Ítalo y Sergio están esperando para hacer la corpachada y para torear. Los toros deambulan, nerviosos, a pocos metros. Ellos tienen 20 y 25 años, son tímidos, cuesta arrancarles un par de palabras. Dicen que no es la primera vez que van a torear.
"Por fe, por valentía - señala Ítalo, que toma la palabra- Por seguir el camino a mi papá. Es el segundo año que estoy toreando. Cuando era chiquitito lo veía de la tribuna. Ahora él dejó y yo sigo. El año pasado sacamos la vincha y contento estaba...Todo lo hago por devoción a la Virgen, por mi salud, mi familia".
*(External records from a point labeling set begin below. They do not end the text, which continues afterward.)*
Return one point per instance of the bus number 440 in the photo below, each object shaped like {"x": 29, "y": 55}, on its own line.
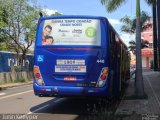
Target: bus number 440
{"x": 100, "y": 61}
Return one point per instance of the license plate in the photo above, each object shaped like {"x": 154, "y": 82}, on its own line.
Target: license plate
{"x": 70, "y": 78}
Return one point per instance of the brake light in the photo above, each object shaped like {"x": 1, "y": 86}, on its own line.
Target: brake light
{"x": 105, "y": 71}
{"x": 37, "y": 75}
{"x": 36, "y": 69}
{"x": 103, "y": 77}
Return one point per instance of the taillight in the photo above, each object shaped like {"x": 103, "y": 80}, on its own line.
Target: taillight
{"x": 36, "y": 69}
{"x": 103, "y": 77}
{"x": 38, "y": 77}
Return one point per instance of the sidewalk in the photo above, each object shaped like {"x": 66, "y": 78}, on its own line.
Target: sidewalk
{"x": 142, "y": 109}
{"x": 9, "y": 85}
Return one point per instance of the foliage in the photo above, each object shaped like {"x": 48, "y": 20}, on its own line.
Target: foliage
{"x": 129, "y": 24}
{"x": 112, "y": 5}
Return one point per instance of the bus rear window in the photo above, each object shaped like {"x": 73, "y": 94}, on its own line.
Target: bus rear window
{"x": 71, "y": 32}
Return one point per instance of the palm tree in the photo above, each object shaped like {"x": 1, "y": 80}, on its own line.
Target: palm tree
{"x": 129, "y": 26}
{"x": 132, "y": 45}
{"x": 112, "y": 5}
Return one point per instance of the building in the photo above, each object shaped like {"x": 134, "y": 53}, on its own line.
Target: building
{"x": 147, "y": 53}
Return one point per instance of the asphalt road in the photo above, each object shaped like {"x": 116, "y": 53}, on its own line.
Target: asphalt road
{"x": 21, "y": 100}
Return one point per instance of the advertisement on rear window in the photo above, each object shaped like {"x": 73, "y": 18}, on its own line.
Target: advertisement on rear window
{"x": 71, "y": 32}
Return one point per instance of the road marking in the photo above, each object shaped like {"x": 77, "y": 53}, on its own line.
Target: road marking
{"x": 153, "y": 92}
{"x": 2, "y": 94}
{"x": 20, "y": 86}
{"x": 16, "y": 94}
{"x": 58, "y": 100}
{"x": 38, "y": 109}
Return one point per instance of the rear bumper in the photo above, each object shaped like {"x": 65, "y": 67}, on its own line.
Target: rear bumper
{"x": 64, "y": 91}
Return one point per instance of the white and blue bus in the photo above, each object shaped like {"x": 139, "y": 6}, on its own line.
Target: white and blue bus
{"x": 79, "y": 56}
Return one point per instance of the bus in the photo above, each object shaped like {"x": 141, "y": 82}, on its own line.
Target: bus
{"x": 79, "y": 56}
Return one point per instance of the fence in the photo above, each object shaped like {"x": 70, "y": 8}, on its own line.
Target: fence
{"x": 8, "y": 65}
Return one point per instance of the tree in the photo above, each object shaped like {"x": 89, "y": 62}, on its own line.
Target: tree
{"x": 132, "y": 45}
{"x": 112, "y": 5}
{"x": 129, "y": 26}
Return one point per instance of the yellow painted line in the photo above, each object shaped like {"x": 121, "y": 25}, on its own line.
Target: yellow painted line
{"x": 16, "y": 94}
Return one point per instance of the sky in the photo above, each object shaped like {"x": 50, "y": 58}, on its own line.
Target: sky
{"x": 95, "y": 8}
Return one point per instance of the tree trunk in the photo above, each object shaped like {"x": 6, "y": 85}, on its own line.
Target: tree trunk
{"x": 139, "y": 78}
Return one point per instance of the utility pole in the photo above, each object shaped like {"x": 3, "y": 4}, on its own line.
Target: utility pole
{"x": 154, "y": 10}
{"x": 158, "y": 32}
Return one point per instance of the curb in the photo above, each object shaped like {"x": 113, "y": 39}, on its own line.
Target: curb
{"x": 3, "y": 87}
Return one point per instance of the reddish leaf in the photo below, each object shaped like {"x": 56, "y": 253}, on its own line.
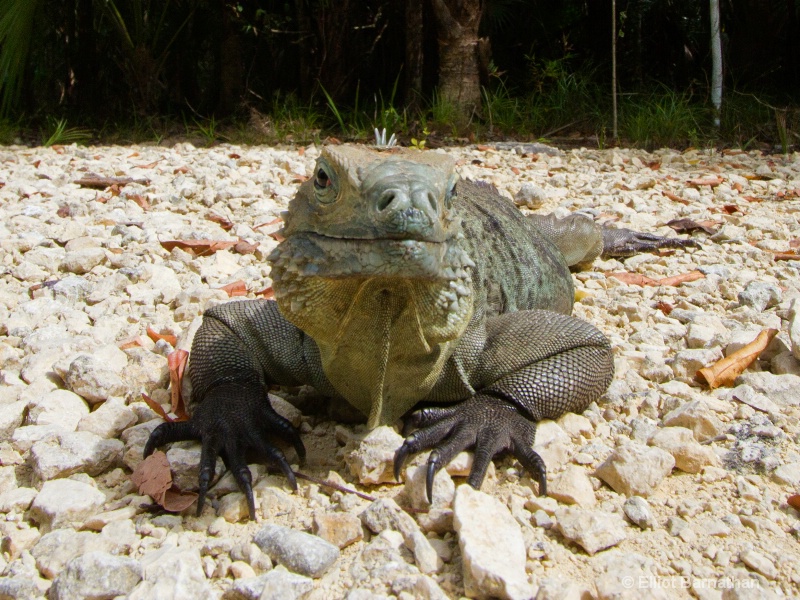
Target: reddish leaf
{"x": 664, "y": 307}
{"x": 237, "y": 288}
{"x": 198, "y": 247}
{"x": 243, "y": 247}
{"x": 132, "y": 342}
{"x": 156, "y": 408}
{"x": 674, "y": 197}
{"x": 167, "y": 337}
{"x": 152, "y": 476}
{"x": 176, "y": 361}
{"x": 140, "y": 200}
{"x": 220, "y": 220}
{"x": 148, "y": 165}
{"x": 267, "y": 293}
{"x": 705, "y": 181}
{"x": 175, "y": 500}
{"x": 632, "y": 278}
{"x": 682, "y": 278}
{"x": 688, "y": 225}
{"x": 725, "y": 371}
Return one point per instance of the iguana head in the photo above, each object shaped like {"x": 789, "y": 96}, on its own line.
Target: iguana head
{"x": 374, "y": 269}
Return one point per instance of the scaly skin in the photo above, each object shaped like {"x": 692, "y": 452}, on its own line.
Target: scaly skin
{"x": 397, "y": 284}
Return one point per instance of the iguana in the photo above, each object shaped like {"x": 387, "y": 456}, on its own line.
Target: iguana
{"x": 399, "y": 284}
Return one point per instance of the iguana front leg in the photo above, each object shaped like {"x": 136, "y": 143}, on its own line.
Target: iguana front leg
{"x": 231, "y": 367}
{"x": 534, "y": 365}
{"x": 581, "y": 240}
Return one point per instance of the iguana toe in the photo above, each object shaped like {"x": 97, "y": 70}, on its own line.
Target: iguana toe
{"x": 485, "y": 423}
{"x": 241, "y": 424}
{"x": 626, "y": 242}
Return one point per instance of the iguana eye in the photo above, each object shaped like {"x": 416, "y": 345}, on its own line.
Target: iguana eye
{"x": 325, "y": 187}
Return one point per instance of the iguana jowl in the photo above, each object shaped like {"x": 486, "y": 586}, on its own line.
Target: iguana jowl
{"x": 398, "y": 284}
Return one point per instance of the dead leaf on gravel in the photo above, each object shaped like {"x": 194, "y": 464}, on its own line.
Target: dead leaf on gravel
{"x": 152, "y": 476}
{"x": 176, "y": 501}
{"x": 674, "y": 197}
{"x": 176, "y": 361}
{"x": 167, "y": 337}
{"x": 198, "y": 247}
{"x": 664, "y": 307}
{"x": 220, "y": 220}
{"x": 689, "y": 225}
{"x": 243, "y": 247}
{"x": 156, "y": 408}
{"x": 237, "y": 288}
{"x": 643, "y": 280}
{"x": 705, "y": 181}
{"x": 267, "y": 293}
{"x": 725, "y": 371}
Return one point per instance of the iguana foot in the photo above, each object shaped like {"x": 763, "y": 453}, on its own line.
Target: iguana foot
{"x": 230, "y": 422}
{"x": 619, "y": 243}
{"x": 486, "y": 423}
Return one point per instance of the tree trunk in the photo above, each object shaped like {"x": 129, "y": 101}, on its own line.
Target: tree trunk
{"x": 414, "y": 56}
{"x": 457, "y": 24}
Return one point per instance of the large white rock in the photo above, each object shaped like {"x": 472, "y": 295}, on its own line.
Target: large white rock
{"x": 72, "y": 452}
{"x": 635, "y": 469}
{"x": 65, "y": 503}
{"x": 492, "y": 547}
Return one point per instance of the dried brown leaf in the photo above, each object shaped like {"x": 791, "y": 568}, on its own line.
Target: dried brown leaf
{"x": 679, "y": 279}
{"x": 674, "y": 197}
{"x": 632, "y": 278}
{"x": 725, "y": 371}
{"x": 167, "y": 337}
{"x": 237, "y": 288}
{"x": 176, "y": 362}
{"x": 156, "y": 408}
{"x": 689, "y": 225}
{"x": 152, "y": 476}
{"x": 243, "y": 247}
{"x": 198, "y": 247}
{"x": 705, "y": 181}
{"x": 175, "y": 500}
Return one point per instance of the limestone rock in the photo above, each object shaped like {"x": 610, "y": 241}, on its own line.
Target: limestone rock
{"x": 340, "y": 529}
{"x": 373, "y": 460}
{"x": 572, "y": 486}
{"x": 635, "y": 470}
{"x": 384, "y": 514}
{"x": 96, "y": 575}
{"x": 590, "y": 529}
{"x": 73, "y": 452}
{"x": 301, "y": 552}
{"x": 689, "y": 455}
{"x": 492, "y": 547}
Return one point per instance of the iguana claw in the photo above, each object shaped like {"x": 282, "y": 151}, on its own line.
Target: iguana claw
{"x": 486, "y": 423}
{"x": 230, "y": 428}
{"x": 622, "y": 242}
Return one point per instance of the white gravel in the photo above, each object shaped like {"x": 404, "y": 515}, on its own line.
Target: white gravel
{"x": 84, "y": 275}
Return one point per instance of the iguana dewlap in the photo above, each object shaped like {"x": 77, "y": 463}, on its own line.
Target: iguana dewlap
{"x": 399, "y": 284}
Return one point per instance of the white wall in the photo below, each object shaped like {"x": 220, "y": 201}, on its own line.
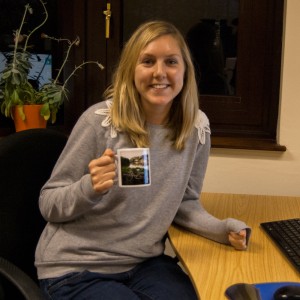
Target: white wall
{"x": 261, "y": 172}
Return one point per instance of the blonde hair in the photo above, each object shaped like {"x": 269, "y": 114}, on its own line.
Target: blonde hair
{"x": 127, "y": 112}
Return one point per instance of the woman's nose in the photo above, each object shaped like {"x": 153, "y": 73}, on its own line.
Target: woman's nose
{"x": 159, "y": 70}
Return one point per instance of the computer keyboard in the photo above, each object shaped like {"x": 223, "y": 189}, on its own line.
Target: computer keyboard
{"x": 286, "y": 235}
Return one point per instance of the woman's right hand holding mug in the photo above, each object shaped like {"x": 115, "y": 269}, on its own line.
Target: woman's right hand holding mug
{"x": 103, "y": 171}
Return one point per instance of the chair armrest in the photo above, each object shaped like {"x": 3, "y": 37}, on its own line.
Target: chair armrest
{"x": 22, "y": 281}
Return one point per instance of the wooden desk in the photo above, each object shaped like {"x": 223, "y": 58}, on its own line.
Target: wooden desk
{"x": 213, "y": 267}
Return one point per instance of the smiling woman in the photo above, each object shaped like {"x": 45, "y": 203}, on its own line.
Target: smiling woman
{"x": 159, "y": 77}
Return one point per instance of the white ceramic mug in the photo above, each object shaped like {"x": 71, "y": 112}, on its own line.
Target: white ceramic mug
{"x": 134, "y": 167}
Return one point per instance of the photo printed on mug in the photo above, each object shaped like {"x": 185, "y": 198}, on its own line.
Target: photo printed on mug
{"x": 134, "y": 167}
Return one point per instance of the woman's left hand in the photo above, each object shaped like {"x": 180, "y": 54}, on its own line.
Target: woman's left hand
{"x": 238, "y": 239}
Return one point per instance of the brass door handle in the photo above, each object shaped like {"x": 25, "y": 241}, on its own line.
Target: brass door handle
{"x": 107, "y": 14}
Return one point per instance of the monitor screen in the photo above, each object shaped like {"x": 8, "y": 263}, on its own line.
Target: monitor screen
{"x": 41, "y": 71}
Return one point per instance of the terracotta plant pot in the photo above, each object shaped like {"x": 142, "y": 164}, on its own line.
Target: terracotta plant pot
{"x": 33, "y": 119}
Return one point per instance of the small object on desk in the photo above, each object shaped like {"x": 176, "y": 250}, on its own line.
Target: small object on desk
{"x": 286, "y": 235}
{"x": 242, "y": 291}
{"x": 288, "y": 292}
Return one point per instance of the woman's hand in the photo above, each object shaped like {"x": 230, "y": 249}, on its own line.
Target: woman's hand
{"x": 103, "y": 171}
{"x": 238, "y": 239}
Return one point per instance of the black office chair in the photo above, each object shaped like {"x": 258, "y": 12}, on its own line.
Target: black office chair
{"x": 26, "y": 161}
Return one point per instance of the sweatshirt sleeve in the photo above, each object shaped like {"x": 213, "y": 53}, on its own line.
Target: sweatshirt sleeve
{"x": 192, "y": 215}
{"x": 68, "y": 193}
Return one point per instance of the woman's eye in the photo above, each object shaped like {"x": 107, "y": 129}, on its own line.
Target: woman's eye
{"x": 172, "y": 61}
{"x": 147, "y": 61}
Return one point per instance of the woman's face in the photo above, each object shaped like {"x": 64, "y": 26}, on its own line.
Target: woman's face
{"x": 159, "y": 74}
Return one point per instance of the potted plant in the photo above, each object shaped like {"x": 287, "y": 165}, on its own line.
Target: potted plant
{"x": 16, "y": 90}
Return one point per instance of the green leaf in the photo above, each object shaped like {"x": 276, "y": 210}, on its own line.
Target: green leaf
{"x": 21, "y": 112}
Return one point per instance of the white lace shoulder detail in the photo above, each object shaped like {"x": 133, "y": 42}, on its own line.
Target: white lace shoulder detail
{"x": 107, "y": 121}
{"x": 202, "y": 125}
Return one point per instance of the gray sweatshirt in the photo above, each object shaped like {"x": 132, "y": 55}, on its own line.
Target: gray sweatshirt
{"x": 112, "y": 232}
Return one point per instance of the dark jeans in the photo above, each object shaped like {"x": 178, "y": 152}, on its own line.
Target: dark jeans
{"x": 157, "y": 278}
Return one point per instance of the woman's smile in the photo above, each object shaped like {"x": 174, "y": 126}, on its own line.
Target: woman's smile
{"x": 159, "y": 75}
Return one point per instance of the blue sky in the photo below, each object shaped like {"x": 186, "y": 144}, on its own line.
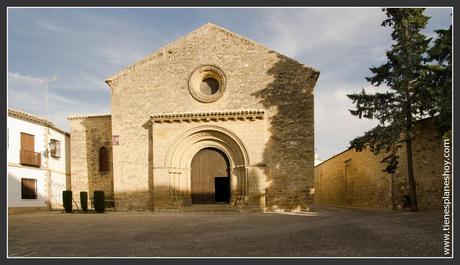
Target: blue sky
{"x": 83, "y": 47}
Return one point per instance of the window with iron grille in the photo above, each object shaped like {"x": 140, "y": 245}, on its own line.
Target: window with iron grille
{"x": 28, "y": 188}
{"x": 103, "y": 159}
{"x": 55, "y": 148}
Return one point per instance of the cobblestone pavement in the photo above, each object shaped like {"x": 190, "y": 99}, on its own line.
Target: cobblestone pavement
{"x": 327, "y": 232}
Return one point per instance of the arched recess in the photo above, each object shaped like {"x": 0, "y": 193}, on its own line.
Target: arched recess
{"x": 180, "y": 154}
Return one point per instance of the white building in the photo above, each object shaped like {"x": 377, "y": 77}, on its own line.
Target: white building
{"x": 38, "y": 162}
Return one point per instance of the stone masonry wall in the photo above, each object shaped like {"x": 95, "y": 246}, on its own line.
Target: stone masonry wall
{"x": 257, "y": 78}
{"x": 87, "y": 135}
{"x": 356, "y": 178}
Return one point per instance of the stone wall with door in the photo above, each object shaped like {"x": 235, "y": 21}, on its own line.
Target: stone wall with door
{"x": 88, "y": 134}
{"x": 210, "y": 89}
{"x": 357, "y": 179}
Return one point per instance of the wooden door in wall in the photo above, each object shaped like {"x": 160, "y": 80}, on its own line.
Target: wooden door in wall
{"x": 209, "y": 165}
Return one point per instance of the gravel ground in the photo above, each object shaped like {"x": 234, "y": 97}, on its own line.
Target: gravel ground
{"x": 326, "y": 232}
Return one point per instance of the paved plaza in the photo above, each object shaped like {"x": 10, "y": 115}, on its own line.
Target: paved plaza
{"x": 326, "y": 232}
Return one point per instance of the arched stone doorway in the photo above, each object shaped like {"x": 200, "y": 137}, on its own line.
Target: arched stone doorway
{"x": 179, "y": 161}
{"x": 210, "y": 177}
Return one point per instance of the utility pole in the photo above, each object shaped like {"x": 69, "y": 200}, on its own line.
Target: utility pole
{"x": 47, "y": 141}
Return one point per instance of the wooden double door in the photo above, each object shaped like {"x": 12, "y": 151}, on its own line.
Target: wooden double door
{"x": 210, "y": 178}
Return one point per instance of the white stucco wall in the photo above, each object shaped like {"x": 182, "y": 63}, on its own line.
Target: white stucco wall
{"x": 14, "y": 187}
{"x": 53, "y": 174}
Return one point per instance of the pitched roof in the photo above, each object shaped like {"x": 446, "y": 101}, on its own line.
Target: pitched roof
{"x": 202, "y": 28}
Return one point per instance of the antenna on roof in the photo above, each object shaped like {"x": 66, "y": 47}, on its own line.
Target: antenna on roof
{"x": 46, "y": 82}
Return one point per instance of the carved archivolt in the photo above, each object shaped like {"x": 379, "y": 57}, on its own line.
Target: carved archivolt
{"x": 180, "y": 154}
{"x": 242, "y": 114}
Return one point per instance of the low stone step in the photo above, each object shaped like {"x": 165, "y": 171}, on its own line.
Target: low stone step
{"x": 209, "y": 208}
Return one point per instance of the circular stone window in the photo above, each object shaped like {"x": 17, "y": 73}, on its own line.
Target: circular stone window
{"x": 207, "y": 83}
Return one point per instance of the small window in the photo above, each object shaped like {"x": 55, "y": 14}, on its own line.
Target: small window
{"x": 103, "y": 159}
{"x": 55, "y": 148}
{"x": 28, "y": 188}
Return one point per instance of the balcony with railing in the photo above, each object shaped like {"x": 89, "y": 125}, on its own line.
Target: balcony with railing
{"x": 30, "y": 158}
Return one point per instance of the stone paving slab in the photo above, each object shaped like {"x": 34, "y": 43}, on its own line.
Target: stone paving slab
{"x": 327, "y": 232}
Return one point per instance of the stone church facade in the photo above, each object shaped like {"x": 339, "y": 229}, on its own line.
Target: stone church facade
{"x": 212, "y": 118}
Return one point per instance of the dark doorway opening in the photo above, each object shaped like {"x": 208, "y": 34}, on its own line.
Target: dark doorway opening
{"x": 210, "y": 181}
{"x": 222, "y": 189}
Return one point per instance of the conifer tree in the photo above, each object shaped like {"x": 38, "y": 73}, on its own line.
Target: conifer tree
{"x": 407, "y": 98}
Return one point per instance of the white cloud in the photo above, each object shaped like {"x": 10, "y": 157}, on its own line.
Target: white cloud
{"x": 27, "y": 93}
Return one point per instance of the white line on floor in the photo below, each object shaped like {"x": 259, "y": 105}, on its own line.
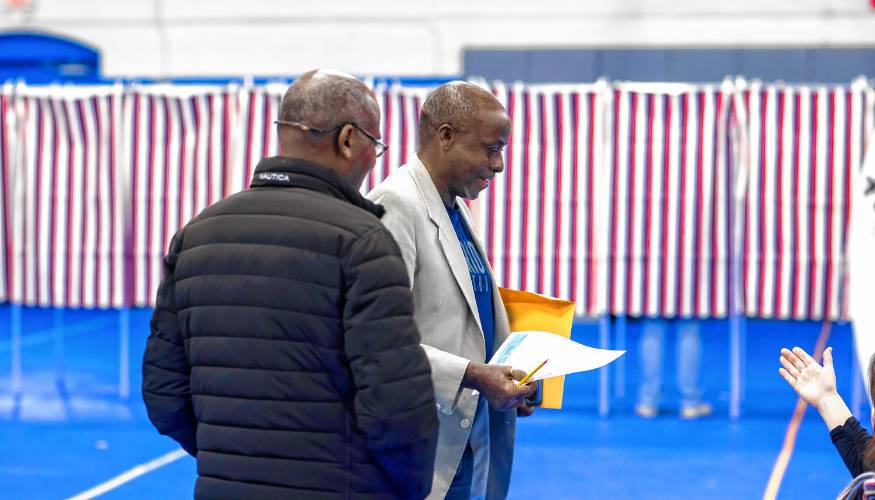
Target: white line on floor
{"x": 130, "y": 475}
Nelson también se apresta a torear. Él tiene larga experiencia ya. Hace 12 años que lo hace, pero igual está nervioso. Mientras, espera a ver qué toro le toca en suerte dice: "En el momento, en la plaza, te agarra miedo pero lo hago porque tengo mucha fe. Siempre saqué la vincha y pedí a la Virgen que me ayudara en todo; especialmente, que no me falte trabajo, el pan de cada día".
Un hombre con sombrero de cowboy y ojos desorbitados empuja los toros, los agarra de los cuernos y casi que los arrastra hasta la puerta de la plaza, donde van a esperar los toreros inexpertos y no tanto, munidos de un trapo rojo como única arma para concretar su misión. “¡Sangre!, ¡Sangre!”, vocifera la multitud.
En el medio de la plaza, una casita y un mástil sirven de refugio al torero de turno cada vez que las papas queman. Toros y toreros se suceden con el correr de la tarde. Pasan bestias que ni se inmutan y la multitud reprueba, y otros que entran furiosos. Algún que otro participante entra "machado" o borracho, aunque en el reglamento esté expresamente prohibido.
Sucede lo previsible: el toro lo levanta por los aires y el hombre termina en la salita de primeros auxilios. La multitud, enfervorizada, quiere más. Y así, algunos logran su cometido, y se arrodillan, emocionados, ofrendando la vincha a la Virgencita. Otros son embestidos y vuelan por el aire o son revolcados por el piso. Nada grave.
La misma escena se repite hasta el atardecer, cuando la iglesia se tiñe de ocre, y la masa se pierde a lo lejos en el ripio, para dejar Casabindo, nuevamente, sumido en su más profunda soledad. Al menos hasta el próximo 15 de agosto.